Volume Based Curvature Calculations Show Effects of Stress Fields on Varying Lithologies
BLUMENTRITT, CHARLES, University of Houston, Houston, Texas
Structural geologists use curvature analysis to identify stress
fields acting in an area and the fracture orientations which result. Several articles in
the recent literature deal with such analysis on surfaces constructed from interpretation
of 3-D seismic data and the attendant problems caused by errors in picking and the effects
of scale dependence. We resolve some of these problems by computing various curvatures
directly from the uninterpreted seismic volume using a very small subvolume to minimize
the effects of small scale variations in data quality and a scale factor to adjust the
spatial frequency of the analysis. Once the curvatures are computed, they may be extracted
from the resultant volume along time slices or horizon slices, without the effects of the
picking process altering the basic calculation.
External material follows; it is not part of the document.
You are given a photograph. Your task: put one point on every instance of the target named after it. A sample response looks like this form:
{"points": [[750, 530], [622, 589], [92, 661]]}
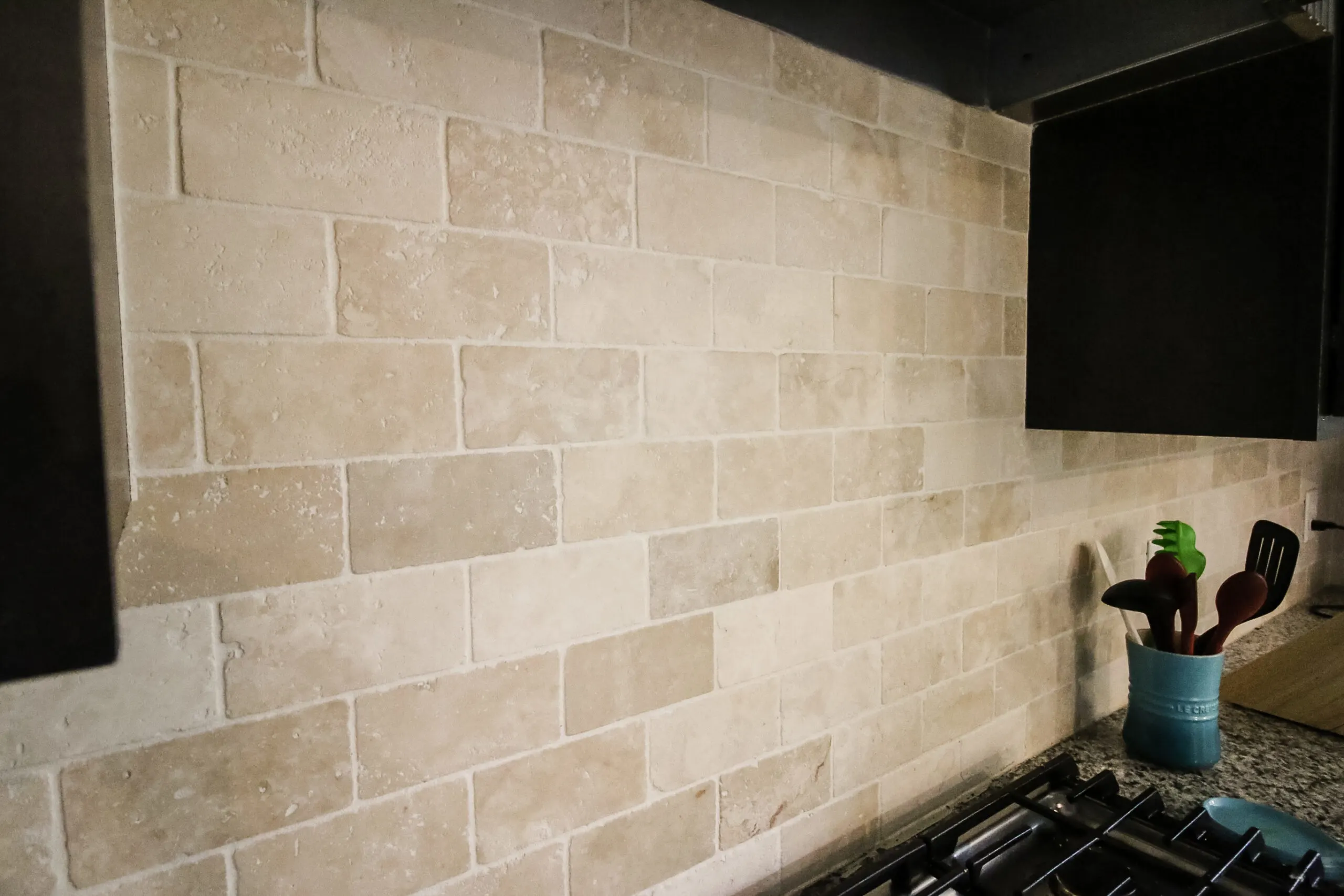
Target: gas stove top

We apply these techniques to a data set from the Central Basin Platform
of West Texas and compare horizon slices through the Devonian Thirtyone Formation
Carbonate to slices through the Devonian Woodford Shale to find that the shale is less
intensely deformed. We selected these formations as being relatively uniform in their
respective lithologies and nearly contemporaneous and therefore affected by the same
stress fields. We further compare the results to Permian age carbonates that have not been
subjected to the stress fields of the Early to Middle Paleozoic to identify Late Paleozoic
stress fields and remove their effects from the deeper section.